AI prototypes make Data Products tangible
An under-looked aspect of Data Products in general and AI products in particular is that they are often 'invisible'. They lack a tangibility - something to touch, something to see. This is an unrecognised barrier to good Product decision-making. Reasoning about the invisible is difficult. It's imprecise.
Prototypes make the intangible real.
They help with product decision-making, with communication, with building stakeholder buy-in, and with customer sales.
Invisibility
AI products often take the form of automating a process, removing something concrete and abstracting it into the automated ether. For customer service, this might mean removing a human from the customer care user journey. For email marketing it might mean replacing the need to manually set up an email campaign with a triggered system.

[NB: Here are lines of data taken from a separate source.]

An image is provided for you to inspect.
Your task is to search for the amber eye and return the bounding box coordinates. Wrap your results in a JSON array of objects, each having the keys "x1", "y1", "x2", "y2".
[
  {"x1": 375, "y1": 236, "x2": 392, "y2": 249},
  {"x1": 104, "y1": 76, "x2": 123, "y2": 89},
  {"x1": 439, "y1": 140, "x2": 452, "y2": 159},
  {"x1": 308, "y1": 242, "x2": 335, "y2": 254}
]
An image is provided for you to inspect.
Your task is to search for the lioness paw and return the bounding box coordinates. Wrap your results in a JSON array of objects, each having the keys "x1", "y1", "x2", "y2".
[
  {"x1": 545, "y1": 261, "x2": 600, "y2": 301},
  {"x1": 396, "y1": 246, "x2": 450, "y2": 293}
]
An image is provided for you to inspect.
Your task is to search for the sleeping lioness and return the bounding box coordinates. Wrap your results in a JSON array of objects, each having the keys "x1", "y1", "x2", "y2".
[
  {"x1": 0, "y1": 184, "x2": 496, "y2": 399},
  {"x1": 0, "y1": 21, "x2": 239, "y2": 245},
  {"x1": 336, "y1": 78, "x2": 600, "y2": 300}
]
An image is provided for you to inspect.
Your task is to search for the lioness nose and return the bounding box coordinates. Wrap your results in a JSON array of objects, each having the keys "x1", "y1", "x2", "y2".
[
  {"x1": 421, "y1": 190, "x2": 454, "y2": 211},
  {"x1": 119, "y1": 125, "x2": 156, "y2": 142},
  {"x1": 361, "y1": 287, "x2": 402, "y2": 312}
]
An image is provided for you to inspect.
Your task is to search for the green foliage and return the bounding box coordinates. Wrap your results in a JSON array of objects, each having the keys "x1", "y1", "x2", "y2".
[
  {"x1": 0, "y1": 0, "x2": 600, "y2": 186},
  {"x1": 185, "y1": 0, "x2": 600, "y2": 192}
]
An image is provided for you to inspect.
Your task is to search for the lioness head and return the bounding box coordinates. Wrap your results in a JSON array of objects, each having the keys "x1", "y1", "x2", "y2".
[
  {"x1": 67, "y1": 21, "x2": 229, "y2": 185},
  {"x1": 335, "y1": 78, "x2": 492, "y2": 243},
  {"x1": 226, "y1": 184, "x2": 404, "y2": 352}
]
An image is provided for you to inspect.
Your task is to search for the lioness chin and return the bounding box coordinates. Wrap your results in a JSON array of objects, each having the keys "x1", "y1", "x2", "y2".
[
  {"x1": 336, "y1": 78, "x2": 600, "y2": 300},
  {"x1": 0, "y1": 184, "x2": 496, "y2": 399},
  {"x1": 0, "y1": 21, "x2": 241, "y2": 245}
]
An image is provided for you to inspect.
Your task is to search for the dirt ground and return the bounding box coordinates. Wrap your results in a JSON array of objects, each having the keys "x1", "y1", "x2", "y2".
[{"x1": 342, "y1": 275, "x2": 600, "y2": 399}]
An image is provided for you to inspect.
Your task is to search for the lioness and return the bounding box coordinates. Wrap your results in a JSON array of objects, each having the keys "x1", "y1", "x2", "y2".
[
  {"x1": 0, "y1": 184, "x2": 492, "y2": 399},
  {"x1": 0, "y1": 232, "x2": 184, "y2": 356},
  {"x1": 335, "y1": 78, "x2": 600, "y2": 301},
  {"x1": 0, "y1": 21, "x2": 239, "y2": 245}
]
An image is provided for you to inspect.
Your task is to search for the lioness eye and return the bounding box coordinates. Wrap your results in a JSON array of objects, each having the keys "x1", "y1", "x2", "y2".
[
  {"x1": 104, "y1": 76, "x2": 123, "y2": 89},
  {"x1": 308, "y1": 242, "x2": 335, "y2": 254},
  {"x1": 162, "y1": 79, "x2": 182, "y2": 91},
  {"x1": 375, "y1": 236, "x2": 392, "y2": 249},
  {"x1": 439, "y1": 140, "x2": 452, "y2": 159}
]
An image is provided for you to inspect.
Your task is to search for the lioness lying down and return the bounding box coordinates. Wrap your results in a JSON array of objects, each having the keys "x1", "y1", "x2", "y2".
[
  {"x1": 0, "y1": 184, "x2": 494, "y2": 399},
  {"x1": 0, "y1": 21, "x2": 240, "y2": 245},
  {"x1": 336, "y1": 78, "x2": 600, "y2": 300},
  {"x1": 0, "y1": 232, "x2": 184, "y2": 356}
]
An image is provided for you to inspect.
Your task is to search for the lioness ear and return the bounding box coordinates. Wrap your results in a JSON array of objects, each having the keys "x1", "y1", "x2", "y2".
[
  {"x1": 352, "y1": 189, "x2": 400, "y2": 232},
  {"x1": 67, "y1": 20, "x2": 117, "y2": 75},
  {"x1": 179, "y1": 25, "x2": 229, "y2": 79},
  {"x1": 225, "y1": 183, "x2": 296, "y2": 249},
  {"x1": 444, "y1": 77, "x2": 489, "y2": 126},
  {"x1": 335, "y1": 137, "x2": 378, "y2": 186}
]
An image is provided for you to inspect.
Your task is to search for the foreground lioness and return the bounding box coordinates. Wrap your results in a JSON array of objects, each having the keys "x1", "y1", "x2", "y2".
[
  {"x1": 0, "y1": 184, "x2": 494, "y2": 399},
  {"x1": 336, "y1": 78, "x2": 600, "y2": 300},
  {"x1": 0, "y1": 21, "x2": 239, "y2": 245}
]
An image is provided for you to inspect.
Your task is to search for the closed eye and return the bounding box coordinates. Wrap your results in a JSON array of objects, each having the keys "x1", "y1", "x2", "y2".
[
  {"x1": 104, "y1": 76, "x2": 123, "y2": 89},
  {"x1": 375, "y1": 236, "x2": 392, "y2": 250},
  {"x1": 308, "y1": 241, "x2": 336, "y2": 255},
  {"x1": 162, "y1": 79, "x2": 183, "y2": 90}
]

In payments, it might mean removing explicit payment decisions and allowing your fridge to re-order milk when it runs out.
In other cases, the AI product might simply be an optimisation whose benefits are only observed in the aggregate. For example, customer segmentation that drives more effective advertising. Or more relevant product recommendations that drive clicks and ultimately sales.
Injecting artificial tangibility.
With these examples in mind, it is clear that invisibility adds a layer of complexity to the already tricky act of product decision-making.
More so, when no single individual has the complete picture of the product and its integrations. Complex product development environments, with many touch-points, moving parts and integrations are breeding grounds for confusion; something that is exacerbated when a concrete understanding of the product at hand is lacking.
A prototype gives a focal point around which discussions can centre.
This is true, even for exclusively internal stakeholders. On three separate occasions in the past two years, investing time in building a throw-away prototype has been the verifiable differentiator in accelerating progress and securing funding for AI initiatives for my team.
As humans we are well equipped to run simulations and scenarios in our head but this is an exercise that benefits greatly by pinning down some of the uncertainty. Injecting tangibility to the conversation augments our reasoning. It harnesses our ability of thinking by making.
Importantly, AI prototypes help stakeholders who are less familiar with AI to better understand what exactly the product does. It forces feedback on potential obstacles and accelerates buy-in (or rejection) from customers and gate-keepers.
AI is still new territory for most. Grounding conversations in the tangible is an unreasonably effective tool for avoiding the twin perils of 'AI can do it all' and 'AI is too complicated'.